Plots the AIC- or LRT-values, derived from the estimation procedure.

See Also

cp_est() for main function of the package, cp_splines_plot() for penalized spline plots

Examples

# Example 1
# Plot AIC-values and potential cutpoints of the estimation process

# Create AIC values:
AIC_values <- c(1950:1910, 1910:1920, 1920:1880, 1880:1920)
AIC_values <- round(AIC_values + rnorm(length(AIC_values),
                   mean = 0, sd = 5), digits = 2)

# Create a cutpoint variable:
cpvariable_values <- matrix(NA, nrow = length(AIC_values), ncol = 2)
cpvariable_values[ ,1] <- c(1:length(AIC_values))
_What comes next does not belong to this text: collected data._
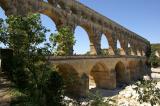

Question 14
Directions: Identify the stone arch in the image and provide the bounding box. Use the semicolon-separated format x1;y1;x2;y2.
115;61;126;86
100;34;109;55
40;14;57;44
47;0;64;9
56;64;81;97
39;7;63;28
90;62;110;89
73;26;90;55
76;23;98;55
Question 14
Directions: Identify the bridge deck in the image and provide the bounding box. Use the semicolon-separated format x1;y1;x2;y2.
47;55;146;60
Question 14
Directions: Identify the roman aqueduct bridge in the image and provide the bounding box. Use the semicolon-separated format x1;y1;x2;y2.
0;0;151;97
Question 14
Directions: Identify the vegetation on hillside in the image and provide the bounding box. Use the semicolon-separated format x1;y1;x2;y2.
149;44;160;68
152;44;160;51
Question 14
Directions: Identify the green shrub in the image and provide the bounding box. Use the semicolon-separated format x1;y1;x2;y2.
134;80;160;106
45;71;64;106
0;14;65;105
149;47;160;68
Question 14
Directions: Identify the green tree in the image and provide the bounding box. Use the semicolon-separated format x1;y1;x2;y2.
49;26;76;56
0;14;64;106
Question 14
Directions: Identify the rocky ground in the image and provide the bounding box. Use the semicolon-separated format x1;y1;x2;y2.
93;67;160;106
104;82;160;106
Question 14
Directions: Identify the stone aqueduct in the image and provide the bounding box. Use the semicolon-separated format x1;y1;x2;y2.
0;0;151;96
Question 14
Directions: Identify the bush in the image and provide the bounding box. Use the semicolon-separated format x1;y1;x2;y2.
149;47;160;68
0;14;65;105
45;71;64;106
134;80;160;106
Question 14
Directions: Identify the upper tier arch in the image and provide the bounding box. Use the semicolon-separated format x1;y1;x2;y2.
0;0;150;56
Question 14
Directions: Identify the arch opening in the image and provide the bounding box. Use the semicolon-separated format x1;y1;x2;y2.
90;63;110;89
73;26;90;55
115;61;126;86
104;32;115;55
100;34;109;56
56;64;81;97
39;14;57;48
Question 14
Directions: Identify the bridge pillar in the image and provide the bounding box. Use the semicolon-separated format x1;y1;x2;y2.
118;36;129;55
108;34;117;55
131;44;138;56
130;48;135;56
90;31;101;55
108;47;116;55
137;50;142;56
115;62;131;86
125;69;132;83
108;40;117;55
79;73;89;97
142;50;145;56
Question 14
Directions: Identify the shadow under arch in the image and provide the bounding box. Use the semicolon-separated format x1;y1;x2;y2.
115;61;126;86
56;64;81;97
90;62;110;89
73;25;90;55
40;14;57;44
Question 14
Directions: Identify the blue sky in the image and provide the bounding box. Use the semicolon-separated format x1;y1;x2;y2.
0;0;160;54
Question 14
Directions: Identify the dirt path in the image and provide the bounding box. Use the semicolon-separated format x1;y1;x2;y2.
0;72;11;106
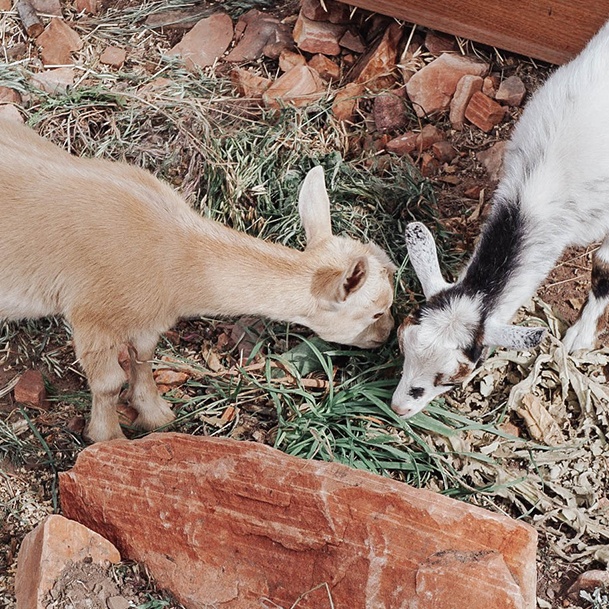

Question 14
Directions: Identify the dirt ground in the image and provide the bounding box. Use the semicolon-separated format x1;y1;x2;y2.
1;1;609;608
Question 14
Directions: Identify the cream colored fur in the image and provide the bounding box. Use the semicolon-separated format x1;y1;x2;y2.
0;120;395;442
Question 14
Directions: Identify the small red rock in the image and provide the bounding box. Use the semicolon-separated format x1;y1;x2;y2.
449;74;483;130
567;570;609;601
420;151;439;176
373;92;406;133
169;12;233;70
0;86;22;104
230;68;272;98
278;49;307;73
308;53;340;81
30;67;75;94
153;368;189;387
331;82;363;122
495;75;526;106
36;18;83;65
432;140;457;163
386;131;418;156
0;0;11;9
477;141;507;181
424;30;457;55
482;74;499;98
75;0;98;13
15;514;120;609
14;369;46;408
100;45;126;68
339;29;365;53
293;12;345;56
31;0;62;16
465;91;506;132
263;65;325;109
417;124;444;151
300;0;350;24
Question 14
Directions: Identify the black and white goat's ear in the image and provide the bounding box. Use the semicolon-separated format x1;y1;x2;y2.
484;322;546;350
404;222;452;299
298;166;333;248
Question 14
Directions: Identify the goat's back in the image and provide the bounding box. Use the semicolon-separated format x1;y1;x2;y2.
0;120;202;327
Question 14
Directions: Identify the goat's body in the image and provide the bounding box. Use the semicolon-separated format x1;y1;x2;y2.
393;21;609;417
0;120;395;441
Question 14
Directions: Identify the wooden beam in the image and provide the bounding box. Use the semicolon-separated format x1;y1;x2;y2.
341;0;609;64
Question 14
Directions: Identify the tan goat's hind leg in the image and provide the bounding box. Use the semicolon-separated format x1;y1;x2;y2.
74;335;127;443
127;333;175;432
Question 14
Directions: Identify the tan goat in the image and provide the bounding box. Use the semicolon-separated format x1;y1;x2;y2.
0;120;395;442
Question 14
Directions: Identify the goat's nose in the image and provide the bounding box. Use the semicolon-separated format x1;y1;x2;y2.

# Create a cutpoint object (cpobj):
cpobj <- list(AIC_values        = AIC_values,
              nb_of_cp          = 1,
              cpvariable_values = cpvariable_values,
              cpvarname         = "Cutpoint variable"
              )

cp_value_plot(cpobj, plotvalues = "AIC", dp.plot = 2, show_limit = TRUE)


# Example 2
# Splines plot based on data1
# The data set data1 is included in this package
cpobj <- cp_est(
  cpvarname    = "biomarker",
  covariates   = c("covariate_1", "covariate_2"),
  data         = data1,
  nb_of_cp     = 2,
  plot_splines = TRUE,
)
# Example 3
# Contour plot based on data1
# The data set data1 is included in this package
cpobj <- cp_est(
   cpvarname    = "biomarker",
   covariates   = c("covariate_1", "covariate_2"),
   data         = data1,
   nb_of_cp     = 2,
   plot_splines = FALSE,
)
cp_value_plot(cpobj, plotvalues = "AIC", plottype2cp = "contour")
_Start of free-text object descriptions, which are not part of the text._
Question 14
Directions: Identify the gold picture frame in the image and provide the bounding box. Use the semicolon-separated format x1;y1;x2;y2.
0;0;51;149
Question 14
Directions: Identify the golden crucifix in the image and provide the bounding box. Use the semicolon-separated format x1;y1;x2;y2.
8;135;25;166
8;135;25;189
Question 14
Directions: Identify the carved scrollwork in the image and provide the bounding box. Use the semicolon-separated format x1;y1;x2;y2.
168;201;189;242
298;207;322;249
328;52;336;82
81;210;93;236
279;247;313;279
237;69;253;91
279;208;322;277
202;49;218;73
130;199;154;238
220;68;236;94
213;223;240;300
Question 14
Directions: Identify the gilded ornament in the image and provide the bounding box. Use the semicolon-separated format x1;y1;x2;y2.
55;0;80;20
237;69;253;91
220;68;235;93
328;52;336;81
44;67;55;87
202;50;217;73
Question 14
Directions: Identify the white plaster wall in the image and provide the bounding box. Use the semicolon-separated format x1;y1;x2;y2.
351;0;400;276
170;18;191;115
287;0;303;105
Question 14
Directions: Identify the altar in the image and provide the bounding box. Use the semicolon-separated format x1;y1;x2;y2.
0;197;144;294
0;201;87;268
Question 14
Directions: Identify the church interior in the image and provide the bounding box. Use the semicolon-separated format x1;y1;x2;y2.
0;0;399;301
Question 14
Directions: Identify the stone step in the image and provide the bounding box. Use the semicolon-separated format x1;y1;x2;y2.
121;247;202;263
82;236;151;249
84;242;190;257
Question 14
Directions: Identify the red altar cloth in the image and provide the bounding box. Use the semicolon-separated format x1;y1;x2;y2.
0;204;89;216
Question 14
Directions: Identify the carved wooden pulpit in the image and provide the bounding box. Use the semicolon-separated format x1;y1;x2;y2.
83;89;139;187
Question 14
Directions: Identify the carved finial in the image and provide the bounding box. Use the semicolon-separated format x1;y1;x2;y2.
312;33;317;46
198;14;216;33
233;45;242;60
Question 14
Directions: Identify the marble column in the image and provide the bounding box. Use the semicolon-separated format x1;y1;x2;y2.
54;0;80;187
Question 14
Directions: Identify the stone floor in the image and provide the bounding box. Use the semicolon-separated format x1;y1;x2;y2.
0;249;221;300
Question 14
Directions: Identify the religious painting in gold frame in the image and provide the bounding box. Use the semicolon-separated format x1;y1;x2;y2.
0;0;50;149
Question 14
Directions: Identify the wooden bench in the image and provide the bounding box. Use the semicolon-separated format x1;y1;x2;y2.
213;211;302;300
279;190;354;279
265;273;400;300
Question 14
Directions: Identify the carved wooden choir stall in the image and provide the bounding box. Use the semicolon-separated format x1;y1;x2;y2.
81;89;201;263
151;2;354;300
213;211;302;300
Dataset for testing the cutpoint estimating function: cp_est

Description

A dataset containing data for testing the estimating of one or two cutpoints

Usage

data(data1)

Format

"data1"

A data frame with 100 rows and 5 variables:

biomarker

numeric from 1 to 257

covariate_1

numeric, from 4.25 to 12.33, with effect of the cutpoint of the biomarker

covariate_2

numeric, from 465 to 1205, with no or small effect of the cutpoint of the biomarker

time

numeric, from 3 to 328

event

numeric, 0 or 1

Author(s)

Jan Porthun

Source

Self-generated example data

Examples

data(data1)


Dataset for testing the ushape argument of cp_est function

Description

A dataset containing data for testing the ushape argument of cp_est function.

Usage

data(data2_ushape)

Format

"data2_ushape"

A data frame with 200 rows and 4 variables:

biomarker

numeric from 1e-04 to 4.7

covariate_1

numeric, from 8.07e-05 to 1.90

time

numeric, from 0.002 to 5.09

event

numeric, 0 or 1

Author(s)

Jan Porthun

Source

Self-generated example data

Examples

data(data2_ushape)


Combine Factors

Description

Intern function, used for creation of a matrix with all factor combinations of the cutpoint-variable

Usage

factors_combine(bandwith = 0.1, nb_of_cp = 1, nrm, symtails = FALSE)

Arguments

bandwith

numeric, determines the minimum size per group of the dichitomised variable

nb_of_cp

numeric, number of cutpoints searching for

nrm

numeric, number of rows in cpdata after removing observations with missing values in biomarker

symtails

logical, if TRUE the tails of the dichotomised variable are symmetrical

Value

All factor combinations of the dichotomized variable.